Furthermore, under microaerobic conditions, the glucose could be degraded by fermenting bacteria to small molecule organic acids (lactate, alanine, valine, acetate, and α-ketoglutarate) (Huang et al. 1998), which were more easily utilized by microorganism (NRB) and could enhance the performance of bioreactor with respect to denitrification. Therefore, the nitrate removal efficiency in the simultaneous sulfide, nitrate, and carbon source removal system could be improved with limited oxygen (Chen et al. 2010a, c). However, the abundance of carbon degradation bacteria (fermenting bacteria) would continuously increase with the raising of DO levels (Xu et al. 2014b), and superfluous fermenting bacteria would compete with denitrification bacteria for carbon source (Bernat and Wojnowska-Baryła 2007). On the other hand, oxygen appeared to be as an alternate and energetically preferable electron acceptor for facultative NRB (Xu et al. 2014b). So, oxygen of excess may compete with nitrate for the same enzymes (or electron donor), resulting in a lower nitrate reduction rate (Bernat and Wojnowska-Baryła 2007; Knowles 1982). According to the above analysis, the DO is a key factor to determine the coexistence and performance of SOB, carbon degradation bacteria, and NRB and then influences the efficiencies of sulfide oxidation, nitrate reduction, and S0 generation (Chen et al. 2010a; Wang et al. 2015; Xu et al. 2014b).

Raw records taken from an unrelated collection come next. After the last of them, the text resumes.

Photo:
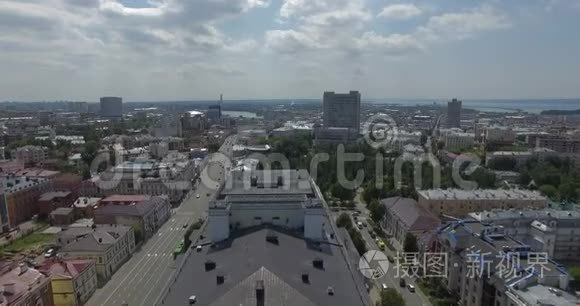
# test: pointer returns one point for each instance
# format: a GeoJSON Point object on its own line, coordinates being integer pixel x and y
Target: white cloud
{"type": "Point", "coordinates": [464, 24]}
{"type": "Point", "coordinates": [400, 11]}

So, understanding the relationship among SOB, carbon degradation bacteria and NRB under different DO in the bioreactor are meaningful to the improvement of sulfide and nitrate removal efficiencies. However, previous studies were focused on sulfide and nitrate removal efficiencies in microaerobic conditions (Wang et al. 2015) or the diversity of microbial communities in anoxic sulfide and nitrate removal bioreactors (Chen et al. 2008; Huang et al. 2015a, b; Mora et al. 2015). The bacterial community structures of microaerobic bioreactors need to be explored urgently. The aims of this work are to investigate the changes of the diversity, structure, and abundances of functional species at different DO levels with the use of polymerase chain reaction denaturing gradient gel electrophoresis (PCR-DGGE) technique and to reveal the linkage between the abundances of functional species and the performance of reactor. The reaction pathways for sulfide and nitrate removal under microaerobic conditions were also deduced by combining batch experiments with functional species analysis to better understand the interaction between sulfide-oxidizing and denitrification, which was helpful for better reactor performance and control.
Materials and methods
Bioreactor design
A polymethyl methacrylate cylinder (diameter 100 mm and height 800 mm) with 3.7 L active volume was used for this research. The microaerobic activated sludge reactor was covered by a water jacket to keep the operational temperature at 30.0 ± 0.5 °C (Fig. S2). Influent was introduced into the bottom of the bioreactor with a peristaltic pump. Air stream is introduced into the bioreactor by a sparger fixed at the bottom. DO was adjusted by changing gas flow rates (20–600 mL · min−1).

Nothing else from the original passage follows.